Le site putatif de liaison de SBP2 au ribosome, c’est à dire l’hélice ES7L-E localisée dans le segment d’extension 7 de l’ARNr 28S (Kossinova et al., 2014) est indiqué par un cercle rouge, on n’y remarque pas de densité supplémentaire (Figure 72D). Ceci est cohérent avec le fait que l’association de SBP2 au ribosome ne se ferait que lors de l’étape de recodage après accommodation du Sec-ARNt[Ser]Sec dans le site A du

ribosome ; pendant les autres étapes de la traduction SBP2 reste liée à l’ARNm (Kossinova et al., 2013). Par ailleurs, ni la protéine SBP2 ni le facteur d’élongation eEFSec n’ont été retrouvés par spectrométrie de masse au sein des complexes que nous avons purifiés. L’ensemble de ces résultats indique que nous n’avons pas purifié de complexe de recodage. De même, aucun complexe de terminaison n’a été obtenu. Puisque les complexes de traduction sont naturellement bloqués sur l’ARNm contenant un codon UGASec (voir Figure 60B), il est intriguant que nous n’ayons pas observé de signature structurale pouvant expliquer cette particularité. En effet, si le ribosome était bloqué au niveau du UGASec nous devrions observer la présence d’un facteur empêchant le mécanisme de terminaison, ou une interaction de l’ARN SECIS au niveau du ribosome. Cependant, aucune densité additionnelle n’a été observée sur nos structures. L’ARNt[Ser]Sec est le plus grand des ARNt et possède des caractéristiques structurales qui le distingue facilement des ARNt canoniques (voir chapitre I.2.1.1 de l’Introduction). Avec des bras A et D plus longs et un bras variable possédant une orientation particulière, l’ARNt[Ser]Sec présente une conformation unique. eEFSec, est similaire au facteur d’élongation canonique eEF1A, qui est impliqué dans l’incorporation des 20 autres acides aminés. Il présente cependant un domaine additionnel en C-terminal absent dans eEF1A (voir chapitre I.2.2.2.a de l’introduction). Ainsi, si l’ARNt[Ser]Sec et le facteur eEFSec avaient été présents dans les complexes purifiés, leurs caractéristiques structurales nous auraient permis de les distinguer de la machinerie de traduction canonique.
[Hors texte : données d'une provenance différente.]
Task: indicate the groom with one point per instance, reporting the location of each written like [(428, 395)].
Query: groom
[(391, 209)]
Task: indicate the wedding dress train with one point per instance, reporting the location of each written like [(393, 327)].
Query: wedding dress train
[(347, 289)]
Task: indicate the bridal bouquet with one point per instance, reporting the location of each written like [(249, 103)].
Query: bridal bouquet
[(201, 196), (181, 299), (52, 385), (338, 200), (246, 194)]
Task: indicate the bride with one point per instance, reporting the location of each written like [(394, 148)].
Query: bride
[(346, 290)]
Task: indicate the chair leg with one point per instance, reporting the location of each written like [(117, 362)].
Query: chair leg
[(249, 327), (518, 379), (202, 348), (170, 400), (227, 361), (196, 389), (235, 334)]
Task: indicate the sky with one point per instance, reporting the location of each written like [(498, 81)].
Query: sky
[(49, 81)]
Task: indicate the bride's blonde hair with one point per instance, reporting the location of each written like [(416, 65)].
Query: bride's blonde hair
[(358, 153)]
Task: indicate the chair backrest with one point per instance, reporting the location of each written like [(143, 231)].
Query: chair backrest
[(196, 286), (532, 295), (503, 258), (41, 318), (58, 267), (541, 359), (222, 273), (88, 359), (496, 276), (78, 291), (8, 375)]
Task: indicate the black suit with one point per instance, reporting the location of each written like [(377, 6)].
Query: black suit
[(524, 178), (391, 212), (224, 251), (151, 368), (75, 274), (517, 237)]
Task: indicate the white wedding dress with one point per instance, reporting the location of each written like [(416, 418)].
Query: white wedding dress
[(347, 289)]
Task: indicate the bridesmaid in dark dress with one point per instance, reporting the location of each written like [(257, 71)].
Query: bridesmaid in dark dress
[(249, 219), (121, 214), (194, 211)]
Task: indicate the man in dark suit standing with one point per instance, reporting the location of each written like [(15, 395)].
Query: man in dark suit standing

En conclusion, cette approche nous a permis de purifier pour la première fois des complexes de traduction associés à un ARNm de sélénoprotéine dans des conditions compatibles à une analyse structurale par cryo-microscopie électronique. Contrairement à ce que nous attendions, les complexes que nous avons purifié ne sont cependant pas des complexes de recodage, mais des complexes d’élongation. Des expériences futures viseront donc à complémenter les extraits de RRL par les différents facteurs essentiels et spécifiques du mécanisme de recodage des sélénoprotéines tels que SBP2, eEFSec et le Sec-ARNt[Ser]Sec afin d’augmenter les chances de purifier un complexe de recodage.